Among our visitors is a tall, lean, middle-aged man whom I know must have seen right smart of trouble. His face is snarled and wrinkled up in such a way that it resembles the face of a little dog when catching wasps. Although there is no benevolent expression on his countenance, he yet has more sympathy to the square inch than any other man I ever saw. He takes a great interest in this convalescent camp and seems to have taken it under his special charge. He will be in this camp all day, calling on all hands, inquiring after their health and needs, praying with them, giving them sympathy and good advice. He will come round giving a thin slice of lemon to all who will take it, and will sometimes go through the camp with a basket of linen and cotton rags and a bottle of cologne, sprinkling a little on a rag and give it to any one who will take it and at the same time will distribute religious tracts. Some days he will come round with a bottle of brandy and some small lumps of sugar, on which he will drop three or four drops of the brandy and give it to any one who says they are troubled with bowel complaints, at the same time telling them he hopes it will do them good.
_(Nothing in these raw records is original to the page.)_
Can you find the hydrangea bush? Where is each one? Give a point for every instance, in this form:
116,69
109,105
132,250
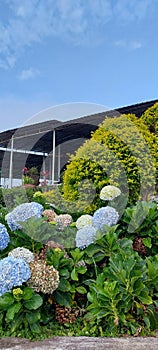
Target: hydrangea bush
109,192
63,220
44,278
22,213
21,252
105,216
85,236
84,220
13,272
4,237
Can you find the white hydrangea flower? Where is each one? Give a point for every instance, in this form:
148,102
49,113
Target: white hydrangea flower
21,252
84,220
85,236
109,192
105,216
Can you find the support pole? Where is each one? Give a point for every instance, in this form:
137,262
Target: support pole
11,164
59,163
53,159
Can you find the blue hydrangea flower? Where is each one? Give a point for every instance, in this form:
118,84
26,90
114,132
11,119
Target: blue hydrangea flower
84,220
21,252
85,236
22,213
4,237
105,216
13,272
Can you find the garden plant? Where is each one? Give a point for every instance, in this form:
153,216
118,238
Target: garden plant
85,263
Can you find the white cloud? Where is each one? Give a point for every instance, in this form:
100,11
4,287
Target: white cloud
132,10
28,74
78,21
128,44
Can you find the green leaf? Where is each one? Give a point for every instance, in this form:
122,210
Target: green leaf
81,290
63,298
145,298
16,323
35,328
27,293
35,302
64,285
147,242
6,300
81,269
33,317
64,272
74,275
12,310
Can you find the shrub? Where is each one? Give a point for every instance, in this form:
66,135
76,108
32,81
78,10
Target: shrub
150,118
12,197
122,152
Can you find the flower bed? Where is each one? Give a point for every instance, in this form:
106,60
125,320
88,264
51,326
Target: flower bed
91,277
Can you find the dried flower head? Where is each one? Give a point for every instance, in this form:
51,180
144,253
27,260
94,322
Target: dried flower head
50,214
44,278
4,237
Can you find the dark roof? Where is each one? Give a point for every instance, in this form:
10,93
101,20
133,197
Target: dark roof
38,137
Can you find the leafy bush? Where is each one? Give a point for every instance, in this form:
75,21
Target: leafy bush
11,197
121,152
150,118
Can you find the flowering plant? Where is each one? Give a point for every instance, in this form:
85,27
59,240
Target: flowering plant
44,278
13,272
21,252
22,213
63,219
109,192
85,236
105,216
84,220
4,237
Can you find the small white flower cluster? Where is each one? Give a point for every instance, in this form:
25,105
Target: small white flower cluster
84,220
22,213
108,193
21,252
88,225
105,216
85,236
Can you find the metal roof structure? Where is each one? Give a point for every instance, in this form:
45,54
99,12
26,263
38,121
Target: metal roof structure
48,143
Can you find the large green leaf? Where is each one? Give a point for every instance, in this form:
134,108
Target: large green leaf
145,298
33,317
6,300
63,298
27,293
34,303
12,310
64,285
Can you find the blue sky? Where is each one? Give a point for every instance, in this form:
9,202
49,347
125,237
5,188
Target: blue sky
61,51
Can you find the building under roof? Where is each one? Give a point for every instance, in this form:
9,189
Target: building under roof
46,145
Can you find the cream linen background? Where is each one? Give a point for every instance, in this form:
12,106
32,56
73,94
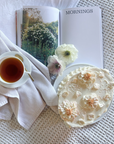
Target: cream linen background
49,128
One day he came along distributing temperance tracts. He looked into my tent and inquired if there were any objections to his leaving some. I replied there were no reasons known to exist why he might not leave all he wished to. I then said: “You are laboring in a very worthy cause, but you seem to be working the wrong field, or as Col. Crockett used to say, barking up the wrong tree, for we here might just as well cast our nets into the lake that burns with fire and brimstone, thinking to catch speckled trout as to think of getting any liquor. Your field of labor would seem to he up in the officers’ ward where you deal out your liquors.” The old gentleman sighed at such perverseness and went along. He will work this camp all day from early morning till night, giving every one something, and in all that time will not give away the value of fifty cents.
Now I don’t wish to cast any reflections or create any false impressions in regard to these commissions. I have only written my experience and observations as to their workings in this convalescent camp. So far as anything that I know to the contrary, they may be doing a great and humane work in the wounded and sick hospital, and I am charitable enough to allow that they are, but if the whole system of it throughout the army is conducted as niggardly as I have seen it here then there must be some superb lying done by somebody to account for all the money that is being contributed for its support.